The connection between encoding modes and memory capacity reveals a trade-off: synergistic encoding favors short-term memory retention but is less suited for long-term storage due to its sensitivity to perturbations. Redundant encoding, on the other hand, sacrifices responsiveness to recent inputs but improves long-term retention. From a quantum reservoir design perspective, dissipation ensures the reservoir exhibits the fading memory property necessary for effective reservoir design [
9,
42]. By carefully tuning dissipation, one can hope to optimize the balance between short-term responsiveness and long-term stability and tailor the reservoir to specific computational tasks, aligning with the recent work on engineered dissipation as computational resources in quantum systems [
10,
43,
44].
Coupled Kerr-nonlinear oscillators provide a minimal yet insightful testbed for analyzing transitions between encoding modes driven by dissipation and dynamical instability. Extending this framework to other quantum systems with dynamical phase transitions, such as Bose–Hubbard models [
40], driven-dissipative platforms [
45], and spin systems [
13,
16], could deepen our understanding of how dissipation and instability shape encoding dynamics in systems with more complex phase spaces. Another interesting direction is to develop a rigorous definition of quantum synergy. Although this work uses Partial Information Decomposition (PID) to analyze classical information derived from quantum observables, incorporating quantum correlations could provide a more comprehensive view of how coherence and other quantum effects either enhance or constrain information encoding, in line with [
7,
8,
13]. Such development would refine our understanding of synergy and redundancy in small quantum systems from a more quantum information theoretic viewpoint.
In practice, realistic quantum devices inevitably face various noise sources and control imperfections. While these perturbations may shift the crossover point between redundant and synergistic encoding or relocate the system’s critical point, our results show that this crossover in the modes of encoding persists over a wide parameter range. With advanced experimental techniques, such as dynamical decoupling and error mitigation in quantum optics, we expect that the essential physics behind this crossover can still be realized in real experimental systems.
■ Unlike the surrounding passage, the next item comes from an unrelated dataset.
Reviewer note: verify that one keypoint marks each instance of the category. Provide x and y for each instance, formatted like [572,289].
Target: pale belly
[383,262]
Lastly, it is important to recognize that the results presented here, like much of the prior work, assume perfect readout without the presence of shot noise. As system sizes scale, however, readout processes may suffer from exponential concentration phenomena, requiring exponentially many measurement shots to estimate input-dependent readouts accurately as discussed in [
11]. This limitation presents a significant barrier to scalability. In larger quantum reservoir systems, future studies must address how synergy and redundancy behave under realistic measurement constraints. Incorporating the effects of finite measurement precision into the framework of encoding dynamics could lead to more scalable and experimentally feasible designs for quantum reservoirs.